Crude supplies fall as cuts start to bite
Supplies fell to 94.1 million b/d in January, data from the International Energy Agency (IEA) showed
Global crude supplies fell by 235,000 barrels a day in January to 94.1 million b/d on lower Opec and non-Opec production, data from the International Energy Agency (IEA) showed. Demand continues to remain tepid.
Cuts in capital expenditures have lowered projected 2015 non-Opec supply growth to 0.8m b/d. In its latest monthly report, the IEA lowered its forecast for US oil production in 2015 by 200,000 b/d, at an average 12.4m b/d, with most of the cuts in the second-half of the year.
Investment cuts in US light, tight oil, while only making up a portion of the industry’s overall upstream budget cuts, will be among the first to be felt, thanks to their short lead time and treadmill-like spending patterns. Expectations of North American supply have been reduced by 500,000 b/d for the fourth quarter and 300,000 b/d for the third quarter, with reductions elsewhere biting later.
The swiftness of light, tight oil supply cuts will help put a floor under prices, just as their reversal when prices rebound in earnest might put a ceiling over them.
Opec crude output fell by 240,000 b/d in January to 30.31m b/d, led by losses from Iraq and Libya.
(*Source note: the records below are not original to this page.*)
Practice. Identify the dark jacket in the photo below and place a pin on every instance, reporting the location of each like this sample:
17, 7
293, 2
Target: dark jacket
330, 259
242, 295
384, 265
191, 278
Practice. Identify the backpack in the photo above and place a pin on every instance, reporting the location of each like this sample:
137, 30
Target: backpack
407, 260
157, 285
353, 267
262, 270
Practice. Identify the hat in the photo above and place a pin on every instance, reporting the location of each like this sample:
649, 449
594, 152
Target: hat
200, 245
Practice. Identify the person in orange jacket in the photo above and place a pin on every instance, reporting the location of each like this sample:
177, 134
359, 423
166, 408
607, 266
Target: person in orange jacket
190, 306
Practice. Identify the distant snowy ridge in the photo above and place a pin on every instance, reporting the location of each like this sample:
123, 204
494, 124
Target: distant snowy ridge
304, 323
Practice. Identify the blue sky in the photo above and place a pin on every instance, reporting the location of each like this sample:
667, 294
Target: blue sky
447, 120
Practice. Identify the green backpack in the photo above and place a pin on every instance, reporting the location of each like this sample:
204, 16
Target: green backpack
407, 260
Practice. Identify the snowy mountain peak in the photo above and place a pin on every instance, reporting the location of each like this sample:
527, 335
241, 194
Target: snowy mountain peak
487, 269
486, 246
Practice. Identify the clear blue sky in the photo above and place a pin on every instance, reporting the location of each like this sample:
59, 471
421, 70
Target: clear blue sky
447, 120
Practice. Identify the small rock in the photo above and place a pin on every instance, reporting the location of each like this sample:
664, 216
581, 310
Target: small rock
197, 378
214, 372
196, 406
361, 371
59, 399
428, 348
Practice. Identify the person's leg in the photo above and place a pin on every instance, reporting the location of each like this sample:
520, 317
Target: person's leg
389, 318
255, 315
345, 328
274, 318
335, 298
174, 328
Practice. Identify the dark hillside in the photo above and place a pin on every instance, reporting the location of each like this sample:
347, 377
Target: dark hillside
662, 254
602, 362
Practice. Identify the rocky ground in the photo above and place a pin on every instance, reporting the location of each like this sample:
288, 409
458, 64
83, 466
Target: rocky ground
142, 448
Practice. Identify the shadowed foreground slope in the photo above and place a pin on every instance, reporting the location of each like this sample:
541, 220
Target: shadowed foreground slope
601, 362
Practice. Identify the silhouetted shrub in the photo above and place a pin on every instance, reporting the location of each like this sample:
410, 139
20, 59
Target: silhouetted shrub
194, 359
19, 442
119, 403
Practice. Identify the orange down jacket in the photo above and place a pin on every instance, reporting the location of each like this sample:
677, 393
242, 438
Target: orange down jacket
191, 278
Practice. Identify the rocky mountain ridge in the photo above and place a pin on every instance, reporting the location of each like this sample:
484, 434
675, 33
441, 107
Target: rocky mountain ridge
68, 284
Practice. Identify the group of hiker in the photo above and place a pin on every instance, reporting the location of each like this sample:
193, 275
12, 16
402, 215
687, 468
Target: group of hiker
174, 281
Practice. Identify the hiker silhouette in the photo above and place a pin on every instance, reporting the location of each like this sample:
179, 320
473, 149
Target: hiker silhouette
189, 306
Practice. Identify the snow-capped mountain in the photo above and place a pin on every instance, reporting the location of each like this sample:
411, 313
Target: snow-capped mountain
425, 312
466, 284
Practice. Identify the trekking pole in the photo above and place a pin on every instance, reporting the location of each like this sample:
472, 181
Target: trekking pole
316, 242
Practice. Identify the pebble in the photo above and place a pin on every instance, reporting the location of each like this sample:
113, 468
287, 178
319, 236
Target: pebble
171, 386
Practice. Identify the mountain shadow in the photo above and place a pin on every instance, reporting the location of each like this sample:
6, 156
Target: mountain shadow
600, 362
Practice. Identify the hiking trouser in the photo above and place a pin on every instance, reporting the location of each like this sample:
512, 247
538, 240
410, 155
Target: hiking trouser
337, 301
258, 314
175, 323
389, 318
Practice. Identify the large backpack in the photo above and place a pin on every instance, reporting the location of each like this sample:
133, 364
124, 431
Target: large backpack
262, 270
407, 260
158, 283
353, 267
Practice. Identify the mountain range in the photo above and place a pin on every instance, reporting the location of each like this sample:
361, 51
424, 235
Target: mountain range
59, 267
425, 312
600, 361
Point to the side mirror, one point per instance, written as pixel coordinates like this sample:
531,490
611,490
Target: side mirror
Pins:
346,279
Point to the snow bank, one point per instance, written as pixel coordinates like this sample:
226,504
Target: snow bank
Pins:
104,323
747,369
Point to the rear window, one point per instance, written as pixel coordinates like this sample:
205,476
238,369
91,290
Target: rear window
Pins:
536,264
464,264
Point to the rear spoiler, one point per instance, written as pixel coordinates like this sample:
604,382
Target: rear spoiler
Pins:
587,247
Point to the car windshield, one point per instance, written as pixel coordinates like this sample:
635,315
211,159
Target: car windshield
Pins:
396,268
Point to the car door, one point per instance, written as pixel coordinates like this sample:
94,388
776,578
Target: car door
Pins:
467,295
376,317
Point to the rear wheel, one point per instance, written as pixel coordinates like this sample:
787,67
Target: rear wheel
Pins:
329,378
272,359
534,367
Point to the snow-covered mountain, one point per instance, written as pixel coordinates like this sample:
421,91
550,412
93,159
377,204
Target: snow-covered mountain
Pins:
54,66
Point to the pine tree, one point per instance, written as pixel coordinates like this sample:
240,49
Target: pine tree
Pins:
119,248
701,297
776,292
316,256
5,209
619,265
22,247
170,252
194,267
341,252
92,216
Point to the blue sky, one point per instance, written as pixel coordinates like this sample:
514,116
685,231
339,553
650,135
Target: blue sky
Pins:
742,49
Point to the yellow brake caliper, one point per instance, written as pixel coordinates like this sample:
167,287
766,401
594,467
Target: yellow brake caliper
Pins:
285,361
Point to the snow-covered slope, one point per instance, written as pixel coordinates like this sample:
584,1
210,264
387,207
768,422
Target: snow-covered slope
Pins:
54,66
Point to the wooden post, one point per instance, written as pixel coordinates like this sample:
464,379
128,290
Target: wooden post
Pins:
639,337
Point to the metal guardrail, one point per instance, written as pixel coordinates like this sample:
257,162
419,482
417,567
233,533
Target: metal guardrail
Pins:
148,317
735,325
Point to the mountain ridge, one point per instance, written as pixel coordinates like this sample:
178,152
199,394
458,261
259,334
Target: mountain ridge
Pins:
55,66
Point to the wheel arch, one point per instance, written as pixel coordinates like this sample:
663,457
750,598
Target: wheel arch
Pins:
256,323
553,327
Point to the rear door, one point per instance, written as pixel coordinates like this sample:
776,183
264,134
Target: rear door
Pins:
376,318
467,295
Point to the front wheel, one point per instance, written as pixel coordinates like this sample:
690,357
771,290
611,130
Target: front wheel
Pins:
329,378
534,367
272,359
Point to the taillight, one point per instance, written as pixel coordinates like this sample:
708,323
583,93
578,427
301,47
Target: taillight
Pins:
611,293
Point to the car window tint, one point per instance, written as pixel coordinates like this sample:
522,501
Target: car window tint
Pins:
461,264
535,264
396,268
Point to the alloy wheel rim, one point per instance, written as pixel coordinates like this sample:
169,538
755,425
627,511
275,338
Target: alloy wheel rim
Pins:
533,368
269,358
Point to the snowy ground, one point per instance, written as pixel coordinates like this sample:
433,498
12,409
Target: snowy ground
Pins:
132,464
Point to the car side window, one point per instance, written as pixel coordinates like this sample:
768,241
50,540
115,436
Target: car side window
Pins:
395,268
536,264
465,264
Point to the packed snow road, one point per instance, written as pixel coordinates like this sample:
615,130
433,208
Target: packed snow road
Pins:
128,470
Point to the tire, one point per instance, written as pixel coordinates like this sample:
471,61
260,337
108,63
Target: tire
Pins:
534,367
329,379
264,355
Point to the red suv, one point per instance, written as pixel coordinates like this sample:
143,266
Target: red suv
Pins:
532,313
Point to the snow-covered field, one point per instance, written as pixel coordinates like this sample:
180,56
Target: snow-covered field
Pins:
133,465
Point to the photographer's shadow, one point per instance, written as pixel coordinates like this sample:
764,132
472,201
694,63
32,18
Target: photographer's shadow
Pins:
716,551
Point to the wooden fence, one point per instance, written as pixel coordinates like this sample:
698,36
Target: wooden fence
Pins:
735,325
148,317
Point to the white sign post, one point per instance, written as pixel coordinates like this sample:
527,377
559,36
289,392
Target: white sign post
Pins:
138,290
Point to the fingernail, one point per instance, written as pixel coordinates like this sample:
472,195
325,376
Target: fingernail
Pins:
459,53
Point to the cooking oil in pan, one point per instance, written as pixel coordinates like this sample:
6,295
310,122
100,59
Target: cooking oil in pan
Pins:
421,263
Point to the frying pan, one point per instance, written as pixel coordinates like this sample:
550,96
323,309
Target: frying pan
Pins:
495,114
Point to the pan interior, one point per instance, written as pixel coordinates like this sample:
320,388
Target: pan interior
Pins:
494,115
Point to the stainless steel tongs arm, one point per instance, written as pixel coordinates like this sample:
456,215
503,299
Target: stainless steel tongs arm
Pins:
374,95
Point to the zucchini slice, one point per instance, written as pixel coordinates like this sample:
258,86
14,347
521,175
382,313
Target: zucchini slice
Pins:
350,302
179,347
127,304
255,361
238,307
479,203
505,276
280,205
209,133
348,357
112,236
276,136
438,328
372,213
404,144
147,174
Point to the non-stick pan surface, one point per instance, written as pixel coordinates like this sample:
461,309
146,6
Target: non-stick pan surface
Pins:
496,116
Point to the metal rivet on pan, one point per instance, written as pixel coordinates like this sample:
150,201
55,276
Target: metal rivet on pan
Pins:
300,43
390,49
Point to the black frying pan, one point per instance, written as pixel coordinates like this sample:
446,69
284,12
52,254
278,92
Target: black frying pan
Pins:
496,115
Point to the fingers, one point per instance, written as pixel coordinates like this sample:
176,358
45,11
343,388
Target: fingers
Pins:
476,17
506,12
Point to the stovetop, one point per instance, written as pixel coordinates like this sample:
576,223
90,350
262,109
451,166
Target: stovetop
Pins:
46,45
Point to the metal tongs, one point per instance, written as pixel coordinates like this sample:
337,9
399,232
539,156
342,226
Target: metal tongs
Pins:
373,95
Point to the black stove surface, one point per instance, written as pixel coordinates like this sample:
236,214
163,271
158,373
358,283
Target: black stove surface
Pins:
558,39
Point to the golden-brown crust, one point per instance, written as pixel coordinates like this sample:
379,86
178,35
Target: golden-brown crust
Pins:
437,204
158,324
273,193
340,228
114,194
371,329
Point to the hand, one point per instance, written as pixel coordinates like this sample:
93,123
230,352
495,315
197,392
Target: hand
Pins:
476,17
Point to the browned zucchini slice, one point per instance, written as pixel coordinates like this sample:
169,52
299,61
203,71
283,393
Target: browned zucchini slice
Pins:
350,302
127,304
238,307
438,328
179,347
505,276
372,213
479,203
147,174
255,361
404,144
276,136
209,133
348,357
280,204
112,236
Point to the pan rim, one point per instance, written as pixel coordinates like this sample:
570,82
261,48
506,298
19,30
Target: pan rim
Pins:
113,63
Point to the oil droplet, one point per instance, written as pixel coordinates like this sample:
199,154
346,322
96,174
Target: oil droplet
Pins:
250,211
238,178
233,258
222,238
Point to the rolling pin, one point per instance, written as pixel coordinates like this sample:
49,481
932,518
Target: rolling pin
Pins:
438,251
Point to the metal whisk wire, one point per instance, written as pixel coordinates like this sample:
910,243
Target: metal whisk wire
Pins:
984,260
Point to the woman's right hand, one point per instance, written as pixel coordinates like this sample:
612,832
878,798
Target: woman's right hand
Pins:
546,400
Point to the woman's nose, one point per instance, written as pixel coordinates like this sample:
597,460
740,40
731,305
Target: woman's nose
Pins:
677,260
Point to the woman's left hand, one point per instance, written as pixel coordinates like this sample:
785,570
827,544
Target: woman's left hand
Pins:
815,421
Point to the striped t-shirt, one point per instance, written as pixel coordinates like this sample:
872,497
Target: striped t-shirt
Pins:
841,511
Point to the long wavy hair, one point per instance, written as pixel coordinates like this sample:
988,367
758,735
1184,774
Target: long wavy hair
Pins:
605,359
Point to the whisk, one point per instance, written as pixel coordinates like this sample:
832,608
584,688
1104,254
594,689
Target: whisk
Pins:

Output from Saudi Arabia, Kuwait, Angola and Nigeria edged up.
Downward revisions to the non-Opec supply growth forecast has raised the call on Opec to an average 30.2m b/d during the second-half 2015 – just above the group’s official target of 30m b/d, said the IEA. The call on Opec for the first quarter 2015 has been trimmed, however.
Forecast global oil demand growth for 2015 remains unchanged at 0.9m barrels per day, bringing average demand for the year to 93.4m b/d, up slightly on the modest 0.6m b/d gain in 2014 as the macro-economic outlook improved, added the IEA.